Grant grew up on a farm in Kansas, left at the age of 16, and became the first “girl reporter” at the Times two years later. During World War I, she toured Europe as a YMCA entertainer. Harold Ross—the name most people think of when you say “founder of The New Yorker”—was one of dozens of young men who courted her there. He followed her back to New York, where they both became regulars at the Algonquin Round Table. After they married, Grant supported Ross on her Times salary while they raised money for The New Yorker, staffed it, and shaped it.
The couple divorced in 1929. The way Ross told it, “My marriage to Miss Grant split largely on the reefs of women’s rights.” (He was also a prude; Grant said she never saw him naked.) She spent the next decade reporting in Russia and Nazi Germany and took two leaves of absence: one to undergo treatment for cancer, the other to write a wartime memoir called I Saw What I Could, which was never published.
Grant also worked to keep The New Yorker afloat. When a board member—the magazine’s first and chief investor, whom Grant had identified and courted—got out of control, she staged a coup with his ex-wife; when the magazine was bleeding money, she came up with new sources of revenue. After Ross’s death in 1951, a spate of books cemented him as an Essential. They barely mentioned the Inessential Grant. She complained, for instance, that James Thurber, who’d spoken with her extensively for a memoir he wrote in 1957 called The Years with Ross, minimized her contributions and used her personal experience as background. (Despite the sour grapes, she acknowledged that he recruited E. B. White to the magazine.)
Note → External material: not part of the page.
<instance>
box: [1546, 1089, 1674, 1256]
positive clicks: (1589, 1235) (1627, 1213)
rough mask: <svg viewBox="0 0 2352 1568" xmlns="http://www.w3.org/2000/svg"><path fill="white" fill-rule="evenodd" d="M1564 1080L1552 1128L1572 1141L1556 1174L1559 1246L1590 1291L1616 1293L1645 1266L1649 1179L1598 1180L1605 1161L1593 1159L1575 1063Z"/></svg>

Grant’s second husband, William B. Harris, encouraged her to throw her hat in, and in 1968 she published Ross, The New Yorker and Me. The memoir was late to market, hastily written, virtually unedited, and poorly received. Many of Ross’s fans and friends dismissed it as an ex-wife’s tell-all. The Times devoted most of a 300-word write-up to Grant’s part in “one of the most tumultuous menages on record,” failing to mention that she was the paper’s first woman reporter. People read Grant’s unbothered prose and mistook her for a lightweight.